The study trip to the International Rehabilitation Council for Torture Victims (IRCT) and the meeting with its founder Inge Genefke, winner of the Alternative Nobel Prize (Right Livelihood Award) in Copenhagen marked a turning point in the conception of the work: “The meeting with this incredibly impressive woman was the decisive transformation in the creative process. Until then, we had been working on an adaptation of the film The secret life of words by Isabel Coixet (in which Inge Genefke, as one of the main parts, is the only ‘real’ person in the story – as also in our opera). Since this meeting, we have been writing an independent work. We were allowed to meet some of her former trauma patients who have a long journey back into ‘normal’ life behind them. … In the middle of one of these journeys, we encounter our main heroine Hanna. The opera deals with a short section in which she attempts to articulate her life and trauma for the first time, and through this, coincidentally discovers the quite different traumatic experiences of her patient Joseph. It is precisely the development of the means of communication between the two which becomes the central theme of the opera.

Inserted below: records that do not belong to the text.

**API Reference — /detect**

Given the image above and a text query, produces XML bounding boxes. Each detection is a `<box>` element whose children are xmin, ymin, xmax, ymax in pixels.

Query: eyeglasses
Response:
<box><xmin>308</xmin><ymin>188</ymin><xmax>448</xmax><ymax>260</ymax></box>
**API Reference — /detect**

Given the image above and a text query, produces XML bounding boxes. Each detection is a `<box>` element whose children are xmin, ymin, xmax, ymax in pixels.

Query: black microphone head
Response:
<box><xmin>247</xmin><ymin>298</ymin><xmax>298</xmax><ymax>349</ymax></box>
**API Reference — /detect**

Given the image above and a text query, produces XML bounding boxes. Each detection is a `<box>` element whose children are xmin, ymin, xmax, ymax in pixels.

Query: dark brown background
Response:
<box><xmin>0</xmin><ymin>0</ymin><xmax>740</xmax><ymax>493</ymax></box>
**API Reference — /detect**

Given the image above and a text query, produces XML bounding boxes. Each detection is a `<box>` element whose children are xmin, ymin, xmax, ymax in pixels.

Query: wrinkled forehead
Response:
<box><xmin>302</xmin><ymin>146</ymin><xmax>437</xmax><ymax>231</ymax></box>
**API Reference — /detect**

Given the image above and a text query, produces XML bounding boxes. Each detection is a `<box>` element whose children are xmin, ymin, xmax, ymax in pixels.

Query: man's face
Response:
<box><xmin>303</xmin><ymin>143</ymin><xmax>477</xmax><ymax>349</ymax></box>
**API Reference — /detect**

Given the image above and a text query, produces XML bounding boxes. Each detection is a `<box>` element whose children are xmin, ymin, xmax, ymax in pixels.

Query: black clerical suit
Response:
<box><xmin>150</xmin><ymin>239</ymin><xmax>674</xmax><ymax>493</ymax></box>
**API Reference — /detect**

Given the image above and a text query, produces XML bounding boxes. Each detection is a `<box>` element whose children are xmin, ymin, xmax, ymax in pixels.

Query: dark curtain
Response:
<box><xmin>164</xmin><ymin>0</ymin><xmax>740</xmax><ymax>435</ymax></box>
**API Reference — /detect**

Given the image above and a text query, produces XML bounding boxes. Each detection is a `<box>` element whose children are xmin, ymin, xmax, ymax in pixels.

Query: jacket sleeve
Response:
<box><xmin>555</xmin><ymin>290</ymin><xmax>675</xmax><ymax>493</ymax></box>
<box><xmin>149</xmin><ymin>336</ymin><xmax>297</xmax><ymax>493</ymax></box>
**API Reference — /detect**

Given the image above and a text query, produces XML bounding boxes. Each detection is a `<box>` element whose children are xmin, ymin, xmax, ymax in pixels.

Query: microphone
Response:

And naturally the relationship developing out of this communication.”
Out of this development results the musical conception of the opera, the manipulation of the voice. For both protagonists singing becomes the language which can show them a utopian way. “The question, ‘Why do we sing in opera?’ is answered through it: in order to gain a new means of articulating life through singing. The singing develops in the course of the opera – from the impossibility of producing vocal sounds, up to a free expression. This is also the key to my treatment of the voices: I allow them to go through several stages of ‘voice producing’. It also means that the voices are not limited to a specific contemporary vocal technique. On the contrary, the movement through different techniques becomes the dramatic basis of the treatment of the voices. Contrary to this, the ensemble music demonstrates everything which this communication prevents. That is to say, the ensemble performs a contrary development to the long developing line of the vocal parts: a long decrescendo. To this, a third, electronic layer is added: it represents a closed world of the title heroine which nobody else may enter … Yet perhaps, hopefully the audience.”